Tegoroczna edycja wyścigu Tour de France wystartowała z Kraju Basków – charakterystycznym z wielu powodów regionie północnej Hiszpanii, który uznawany jest za mekkę piłki nożnej i kolarstwa. To dobry powód do tego, aby na stronie Periodista Marta znalazło się kilka refleksji na temat pierwszych trzech dni Wielkiej Pętli.
Trwa największy i najbardziej prestiżowy wyścig na świecie, o którym najprawdopodobniej słyszeli nawet ci, którzy o kolarstwie nie mają zielonego pojęcia. Metafora żółtej koszulki z powodzeniem funkcjonuje przecież w codziennym języku, przydając się w momentach, w których chcemy docenić kogoś, kto jest w czymś najlepszy, kto osiągnął sukces, kto czemuś lub komuś przewodzi.
Grand Départ, jak zwykło się określać początek Tour de France, często organizuje się poza granicami Francji. Służy to przede wszystkim celom biznesowym oraz marketingowym. Organizatorzy zyskują na tym finansowo, a prestiż wyścigu rozprzestrzenia się w innych europejskich państwach. Ale gdy organizuje się go w takim miejscu jak Kraj Basków, Wielki Start robi się niejako sam. Tam nikt nie musi kreować gorącej atmosfery zainteresowania kolarstwem, bo Baskowie mają to w krwiobiegu.
Miastem, które przyjęło kolarzy było Bilbao. Oficjalna prezentacja drużyn w czwartkowy wieczór odbyła się u stóp Muzeum Guggenheima, największej atrakcji turystycznej miasta. Wszyscy kolarze udawali się na scenę w szpalerze rozentuzjazmowanego tłumu, przyodziani w txapelę, czyli tradycyjny baskijski beret z logo Tour de France i numerem startowym każdego zawodnika. Warto zwrócić uwagę, że prezentacja była prowadzona w czterech językach – angielskim, francuskim, hiszpańskim oraz baskijskim, którym Baskowie posługują się na co dzień, dbając tym samym o ten ważny element swojej tożsamości.
Baskijscy kibice znani są z dużej wiedzy o kolarstwie i szanowania każdego zawodnika, ale nie da się ukryć, że największe owacje zbierali Baskowie, a startuje ich w tegorocznej Wielkiej Pętli siedmiu. Są to: Jonathan Castroviejo, Omar Fraile, Gorka Izagirre, Alex Aranburu, Ion Izagirre, Pello Bilbao oraz Mikel Landa. Tylko oni potrafili przemówić do publiczności w euskerze, która nie jest podobna ani do hiszpańskiego, ani także do żadnego innego języka romańskiego i przyprawia o zawrót głowy nawet językoznawców, którzy wciąż nie pogodzili się co do jego pochodzenia.
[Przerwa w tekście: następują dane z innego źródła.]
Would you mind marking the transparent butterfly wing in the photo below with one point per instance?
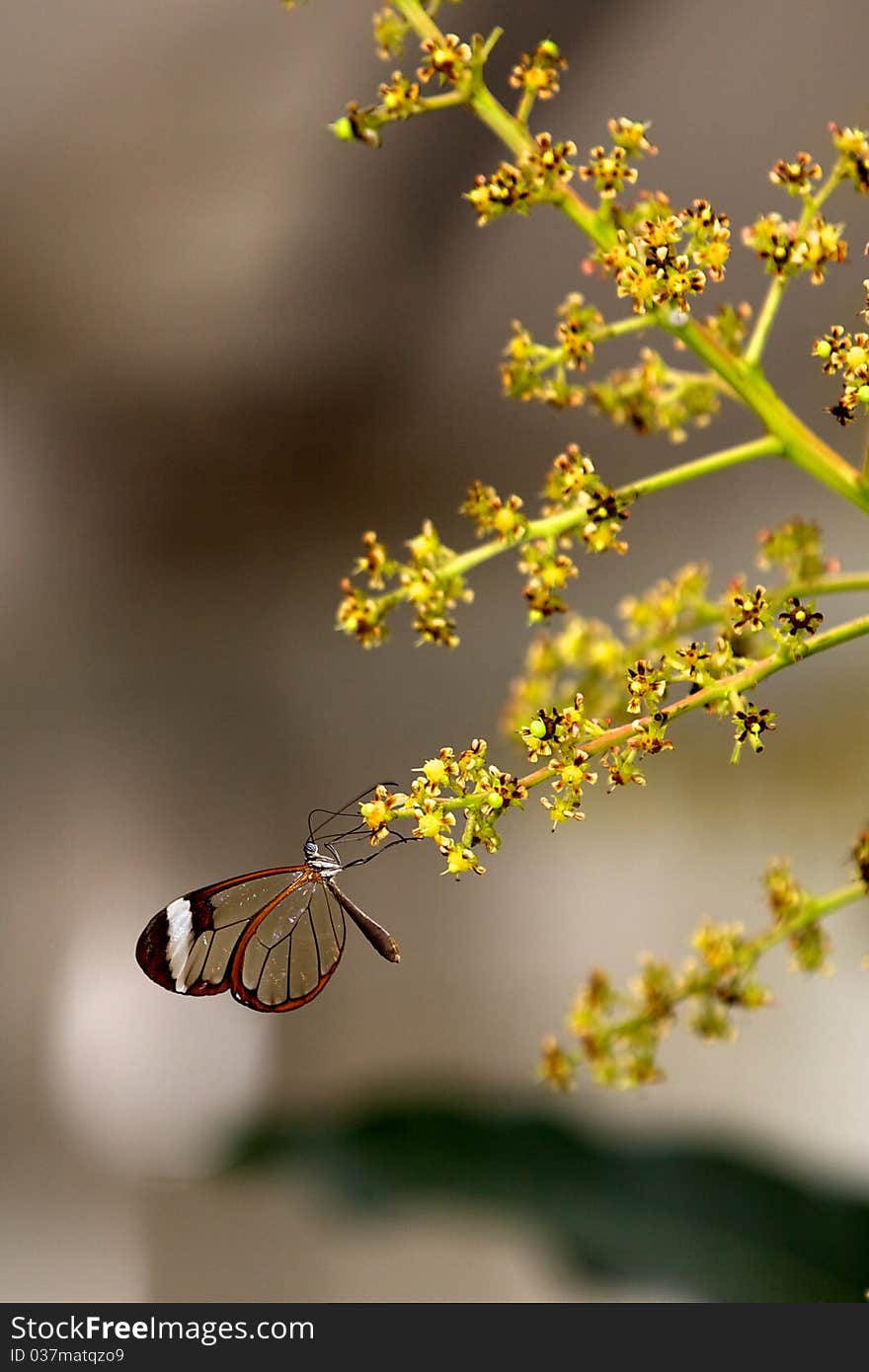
(274, 938)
Mini show zrobił na scenie Tadej Pogačar, dwukrotny zwycięzca Tour de France, który podczas krótkiego wywiadu starał się nie ograniczać do wyświechtanych deklaracji dania z siebie wszystkiego, a nauczywszy się ich wcześniej, zagadnął zgromadzonych pod sceną kilkoma podstawowymi zwrotami jak: “Aupa Athletic”, “Gora Euskadi” oraz “Eskerrik Asko”. Wzniecił tym piski, brawa oraz krzyki i jeszcze bardziej wkupił się w serca Basków, którzy później odpłacili mu się gorącym dopingiem na słynnych podjazdach Jaizkibel czy Pike Bidea. Słoweniec bawi się na tym Tourze świetnie od samego początku. Nie miał problemu z poczuciem unikatowej baskijskiej atmosfery, jest dobrym duchem peletonu, bo rozmawia, żartuje, chętnie pozuje do zdjęć, a ponadto jego aktualna dyspozycja fizyczna pozwoliła mu przejechać wymagające baskijskie górki z jedenastoma sekundami przewagi nad swoim największym rywalem i jednocześnie obrońcą tytułu sprzed roku – Duńczykiem Jonasem Vingegaardem.
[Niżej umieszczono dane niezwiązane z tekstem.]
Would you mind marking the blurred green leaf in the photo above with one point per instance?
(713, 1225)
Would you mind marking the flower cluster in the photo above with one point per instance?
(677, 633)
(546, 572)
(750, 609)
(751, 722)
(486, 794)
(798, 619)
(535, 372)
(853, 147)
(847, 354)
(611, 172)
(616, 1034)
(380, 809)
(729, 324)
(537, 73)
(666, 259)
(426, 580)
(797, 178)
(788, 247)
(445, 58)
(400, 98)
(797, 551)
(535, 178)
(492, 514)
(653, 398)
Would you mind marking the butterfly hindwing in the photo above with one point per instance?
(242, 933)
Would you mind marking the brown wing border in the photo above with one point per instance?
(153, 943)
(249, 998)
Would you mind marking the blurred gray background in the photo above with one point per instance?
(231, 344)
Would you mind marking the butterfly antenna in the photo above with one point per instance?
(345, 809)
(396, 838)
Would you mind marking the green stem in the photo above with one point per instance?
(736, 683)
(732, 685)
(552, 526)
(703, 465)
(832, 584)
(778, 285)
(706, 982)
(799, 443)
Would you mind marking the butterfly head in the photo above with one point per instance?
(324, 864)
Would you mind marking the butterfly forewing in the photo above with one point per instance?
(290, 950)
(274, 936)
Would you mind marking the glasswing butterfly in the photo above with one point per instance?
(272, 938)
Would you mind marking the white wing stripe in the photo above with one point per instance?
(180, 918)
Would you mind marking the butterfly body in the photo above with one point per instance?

Do zorganizowania Wielkiego Startu w Kraju Basków przyczyniły się nie tylko piękne krajobrazy tego regionu, wycieńczające swoją agresywną stromizną podjazdy umiejscowione na tle sielskiej zieleni czy pojawiający się od czasu do czasu zapierający dech w piersiach widok na ocean. Wyścig Tour de France chciał oddać hołd kolebce tego sportu – jej historii, pasji oraz bohaterom. O tym, jak wiele kolarstwo znaczy dla tego skrawka ziemi świadczy historia drużyny Euskadi, która została powołana w 1994 roku na fali sukcesu Grand Départ dwa lata wcześniej. W pierwszym okresie istnienia była finansowana przez Basków, zwykłych ludzi, w systemie, który dziś nazywamy z angielska crowdfundingiem. Dopiero później sponsorami stali się lokalna telefonia komórkowa i baskijski rząd, co pozwoliło otrzymać jej dziką kartę na Tour de France.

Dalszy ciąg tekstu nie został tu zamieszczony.